An Overview of Discriminant Analysis
Among the most underutilized statistical tools in Minitab, and I think in general, are multivariate tools. Minitab offers a number of different multivariate tools, including principal component analysis, factor analysis, clustering, and more. In this post, my goal is to give you a better understanding of the multivariate tool called discriminant analysis, and how it can be used.
Discriminant analysis is used to classify observations into two or more groups if you have a sample with known groups. Essentially, it's a way to handle a classification problem, where two or more groups, clusters, populations are known up front, and one or more new observations are placed into one of these known classifications based on the measured characteristics. Discriminant analysis can also used to investigate how variables contribute to group separation.
An area where this is especially useful is species classification. We'll use that as an example to explore how this all works. If you want to follow along and you don't already have Minitab, you can get it free for 30 days.
Discriminant Analysis in Action
I have a data set with variables containing data on both Rocky Mountain and Arctic wolves. We already know which species each observation belongs to; the main goal of this analysis is find out how the data we have contribute to the groupings, and then to use this information to help us classify new individuals.
In Minitab, we set up our worksheet to be column-based like usual. We have a column denoting the species of wolf, as well as 9 other columns containing measurements for each individual on a number of different features.

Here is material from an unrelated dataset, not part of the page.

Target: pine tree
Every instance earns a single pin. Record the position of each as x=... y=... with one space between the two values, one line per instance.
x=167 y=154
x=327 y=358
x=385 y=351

Once we have our continuous predictors and a group identifier column in our worksheet, we can go to Stat > Multivariate > Discriminant Analysis. Here's how we'd fill out the dialog:
'Groups' is where you would enter the column that contains the data on which group the observation falls into. In this case, "Location" is the species ID column. Our predictors, in my case X1-X9, represent the measurements of the individual wolves for each of 9 categories; we'll use these to determine which characteristics determine the groupings.
Some notes before we click OK. First, we're using a Linear discriminant function for simplicity. This makes the assumption that the covariance matrices are equal for all groups. This is something we can verify using Bartlett's Test (also available in Minitab). Once we have our dialog filled out, we can click OK and see our results.
Using the Linear Discriminant Function to Classify New Observations
One of the most important parts of the output we get is called the Linear Discriminant Function. In our example, it looks like this:
This is the function we will use to classify new observations into groups. Using this function, we can use these coefficients to determine which group provides the best fit for a new individual's measurements. Minitab can do this in the "Options" subdialog. For example, let's say we had an observation with a certain vector of measurements (X1,...,X9). If we do that, we get output like this:
This will give us the probability that a particular new observation falls into either of our groups. In our case, it was an easy one. The probability that is belongs to the AR species was 1. We're reasonably sure, based on the data, that this is the case. In some cases, you may get probabilities much closer to each other, meaning it isn't as clear cut.
I hope this gives you some idea of the usefulness of discriminant analysis, and how you can use it in Minitab to make decisions.